在歷史上的諸多案例早已無數次地證明了這一點,諸如中國古代的多次滅佛運動都是在短期內采取的強制性措施,但這些滅佛行動非但沒有消除佛教文化的影響,反而在實施者死后又迅速地死灰復燃。當然,基督教在北歐采取這種形式的傳教,其原因更多是他們在北歐并沒有足夠的權力與力量來實施強制手段。

另外一點值得論述的,就是兩種宗教所抱有的理念?;浇陶J為,只要是信者,就能在最后的審判中得救。而北歐的神話則認為無論是誰都逃不過諸神黃昏的終末。

無論是擁有怎樣戰爭傳統與血性本能的民族,總會有相當一部分人民向往和平安寧的生活,而非終日擔憂著鐵血與雷火。這樣的理念差異或許在某些時候帶來了一定程度的對立和角逐,但站在底層人民的角度來看,這反而促進了基督教在北歐的傳播。

總結起來,中世紀的維京人對于宗教的概念十分模糊。與其說他們信奉宗教,不如說是對于展現了某種位置神秘力量的概念或者存在感到畏懼。從將基督視為敵人,到視其為等同于諸神地位的神祇之一,再到最后將其接納為普遍信仰,這樣的過程刨去受到了基督教對北歐傳教策略的影響,更多的是受到北歐人本身的文化特征的影響。誰能帶給他們富足的生活、戰斗的勝利,他們就相信誰,這樣看似功利的態度,實際上也體現了古代生活艱苦的人民對于美好生活樸素而熱切的期望。

三、北歐人民不僅從精神層面上接受了基督教義,更從物質層面獲益,體現了宗教信仰與社會生活息息相關的道理

在我們所說的斯堪的納維亞接受基督教文化的過渡期內,從北歐人民的日常生活中也能夠窺見過渡與融合的影子。

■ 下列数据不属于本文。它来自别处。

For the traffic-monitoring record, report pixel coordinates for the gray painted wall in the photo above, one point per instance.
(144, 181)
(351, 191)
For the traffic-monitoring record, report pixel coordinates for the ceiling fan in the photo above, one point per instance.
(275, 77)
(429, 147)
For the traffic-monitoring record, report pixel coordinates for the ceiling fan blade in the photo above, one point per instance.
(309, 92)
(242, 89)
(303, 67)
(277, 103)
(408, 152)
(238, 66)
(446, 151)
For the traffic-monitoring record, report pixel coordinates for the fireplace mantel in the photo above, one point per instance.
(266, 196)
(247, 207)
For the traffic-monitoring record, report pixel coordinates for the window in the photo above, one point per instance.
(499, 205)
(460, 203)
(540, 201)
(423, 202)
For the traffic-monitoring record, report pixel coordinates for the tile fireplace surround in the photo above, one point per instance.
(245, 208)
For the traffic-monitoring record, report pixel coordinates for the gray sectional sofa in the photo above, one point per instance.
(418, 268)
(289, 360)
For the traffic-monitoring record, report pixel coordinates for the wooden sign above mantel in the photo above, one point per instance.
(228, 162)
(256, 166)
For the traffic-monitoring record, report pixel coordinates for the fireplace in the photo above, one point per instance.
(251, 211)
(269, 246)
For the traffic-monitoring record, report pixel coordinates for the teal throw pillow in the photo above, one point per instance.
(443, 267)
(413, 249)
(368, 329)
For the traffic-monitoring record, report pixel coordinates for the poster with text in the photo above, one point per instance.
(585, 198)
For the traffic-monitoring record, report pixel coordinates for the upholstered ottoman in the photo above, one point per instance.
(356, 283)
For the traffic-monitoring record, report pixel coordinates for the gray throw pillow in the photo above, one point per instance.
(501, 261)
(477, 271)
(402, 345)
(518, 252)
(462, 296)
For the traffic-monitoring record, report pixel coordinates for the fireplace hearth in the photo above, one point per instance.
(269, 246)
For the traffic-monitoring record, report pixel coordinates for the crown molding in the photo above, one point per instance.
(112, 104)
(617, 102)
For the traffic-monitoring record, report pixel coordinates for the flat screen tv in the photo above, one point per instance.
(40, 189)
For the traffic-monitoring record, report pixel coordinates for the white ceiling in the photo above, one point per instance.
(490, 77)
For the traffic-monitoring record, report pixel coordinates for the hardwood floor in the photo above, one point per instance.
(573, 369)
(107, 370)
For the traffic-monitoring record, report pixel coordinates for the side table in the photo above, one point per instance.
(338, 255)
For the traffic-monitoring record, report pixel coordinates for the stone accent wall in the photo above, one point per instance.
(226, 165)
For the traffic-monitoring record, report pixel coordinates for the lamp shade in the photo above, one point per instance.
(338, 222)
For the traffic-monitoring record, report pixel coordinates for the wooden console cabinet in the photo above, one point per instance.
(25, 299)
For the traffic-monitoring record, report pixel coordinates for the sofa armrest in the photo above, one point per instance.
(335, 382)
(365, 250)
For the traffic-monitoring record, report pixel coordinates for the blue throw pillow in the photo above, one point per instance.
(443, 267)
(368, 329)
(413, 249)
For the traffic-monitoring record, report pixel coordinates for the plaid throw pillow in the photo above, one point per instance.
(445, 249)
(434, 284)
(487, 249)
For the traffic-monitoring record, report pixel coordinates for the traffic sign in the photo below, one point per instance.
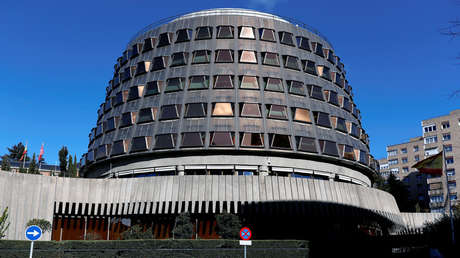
(245, 233)
(33, 233)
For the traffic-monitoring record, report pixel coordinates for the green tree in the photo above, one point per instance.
(183, 227)
(228, 225)
(63, 152)
(4, 224)
(6, 165)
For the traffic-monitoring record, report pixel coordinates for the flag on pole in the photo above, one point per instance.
(41, 154)
(431, 165)
(24, 153)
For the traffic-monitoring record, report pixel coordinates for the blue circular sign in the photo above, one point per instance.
(33, 233)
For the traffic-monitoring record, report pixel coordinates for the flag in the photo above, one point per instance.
(24, 153)
(41, 153)
(431, 165)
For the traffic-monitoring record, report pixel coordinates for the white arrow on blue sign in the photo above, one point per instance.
(33, 233)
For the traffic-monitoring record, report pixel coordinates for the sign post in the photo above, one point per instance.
(33, 233)
(245, 235)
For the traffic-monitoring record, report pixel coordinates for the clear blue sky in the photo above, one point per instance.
(57, 57)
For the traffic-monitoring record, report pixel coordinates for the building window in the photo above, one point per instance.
(430, 139)
(224, 56)
(201, 57)
(252, 140)
(174, 84)
(223, 82)
(195, 110)
(273, 84)
(303, 43)
(280, 141)
(249, 82)
(296, 87)
(222, 109)
(203, 33)
(222, 139)
(225, 32)
(270, 59)
(246, 32)
(250, 110)
(446, 137)
(165, 141)
(183, 35)
(246, 56)
(192, 139)
(301, 115)
(169, 112)
(267, 35)
(198, 82)
(276, 112)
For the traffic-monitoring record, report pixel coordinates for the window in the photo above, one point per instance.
(446, 137)
(140, 143)
(286, 38)
(328, 148)
(315, 92)
(290, 62)
(309, 67)
(222, 139)
(252, 140)
(198, 82)
(183, 35)
(276, 112)
(429, 128)
(153, 88)
(296, 87)
(303, 43)
(225, 32)
(201, 57)
(431, 139)
(223, 82)
(250, 110)
(193, 139)
(280, 141)
(267, 35)
(222, 109)
(170, 112)
(249, 82)
(178, 59)
(203, 33)
(159, 63)
(149, 43)
(224, 56)
(246, 33)
(273, 84)
(306, 144)
(301, 115)
(393, 162)
(195, 110)
(246, 56)
(270, 59)
(164, 39)
(165, 141)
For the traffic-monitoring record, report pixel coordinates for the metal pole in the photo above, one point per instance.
(31, 248)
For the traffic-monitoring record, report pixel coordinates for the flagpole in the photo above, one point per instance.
(448, 195)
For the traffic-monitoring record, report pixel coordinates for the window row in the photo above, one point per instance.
(227, 139)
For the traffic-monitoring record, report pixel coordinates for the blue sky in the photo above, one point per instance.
(57, 57)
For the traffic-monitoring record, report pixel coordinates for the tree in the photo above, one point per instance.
(4, 224)
(63, 152)
(6, 165)
(183, 227)
(42, 223)
(228, 225)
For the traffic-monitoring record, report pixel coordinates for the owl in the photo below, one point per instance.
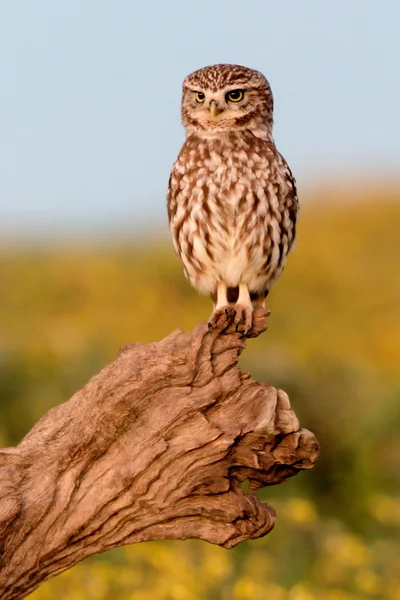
(232, 200)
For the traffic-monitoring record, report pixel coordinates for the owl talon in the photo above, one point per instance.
(243, 319)
(221, 318)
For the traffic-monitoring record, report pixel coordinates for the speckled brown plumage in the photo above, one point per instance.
(232, 200)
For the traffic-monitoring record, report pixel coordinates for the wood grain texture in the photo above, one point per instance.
(153, 447)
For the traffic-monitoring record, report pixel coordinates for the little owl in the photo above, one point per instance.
(232, 199)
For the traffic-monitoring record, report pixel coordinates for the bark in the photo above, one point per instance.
(153, 447)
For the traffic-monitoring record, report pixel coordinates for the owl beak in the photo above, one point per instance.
(214, 109)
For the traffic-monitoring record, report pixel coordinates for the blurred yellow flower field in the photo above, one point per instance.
(333, 344)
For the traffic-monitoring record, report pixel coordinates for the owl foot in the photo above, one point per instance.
(221, 318)
(243, 318)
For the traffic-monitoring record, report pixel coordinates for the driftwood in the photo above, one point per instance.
(154, 447)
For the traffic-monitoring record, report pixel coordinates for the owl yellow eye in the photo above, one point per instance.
(235, 96)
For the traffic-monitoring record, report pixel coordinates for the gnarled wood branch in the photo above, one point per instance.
(154, 446)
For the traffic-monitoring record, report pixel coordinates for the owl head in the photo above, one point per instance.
(227, 98)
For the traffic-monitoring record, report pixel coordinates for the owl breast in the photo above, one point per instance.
(232, 207)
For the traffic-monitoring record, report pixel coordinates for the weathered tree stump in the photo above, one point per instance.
(154, 447)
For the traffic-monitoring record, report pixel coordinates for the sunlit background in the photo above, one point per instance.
(89, 128)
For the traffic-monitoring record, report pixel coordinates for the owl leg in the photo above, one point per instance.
(222, 311)
(222, 295)
(244, 308)
(258, 300)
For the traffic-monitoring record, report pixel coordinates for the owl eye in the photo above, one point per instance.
(199, 97)
(235, 96)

11世紀初,后被封為圣人的挪威國王奧拉夫決定帶領他的臣下接受基督教的信仰,此時出現了一種十分有趣的現象:他手下的一些人為了免費獲得洗禮時教堂贈與新教徒的白衫而不斷反復地受洗。

不僅如此,歷史中記載的許多維京首領、國王,為了與基督教國家停戰或獲取援助,愿意以自己改信基督教作為代價。而基督教的教堂一向也有施舍的傳統,這更是對底層的人民具有很強的吸引力。

這些史話同樣展現了許多北歐人對基督教的看法仍偏于功利性,所謂“皈依”也僅僅是因為信仰基督教能夠帶來物質和財富。他們僅僅只在需要基督之名時提及基督之名,就像在需要芙蕾雅帶來豐饒時呼喚弗雷的名字、需要智慧時則念誦奧丁的名字一樣。

另一些生活化的記載則是,一些維京人在陸地上時會是虔誠的基督徒,而一旦出海,則會向奧丁祈求庇佑。又如同羅馬人最初對待基督教時那樣,有些宣稱皈依基督教的人,同樣會參與原始宗教里那些被基督教明文禁止的活祭儀式,并在刻有如尼符文的幸運符上刻畫十字架,或是將托爾的神錘與十字架相結合。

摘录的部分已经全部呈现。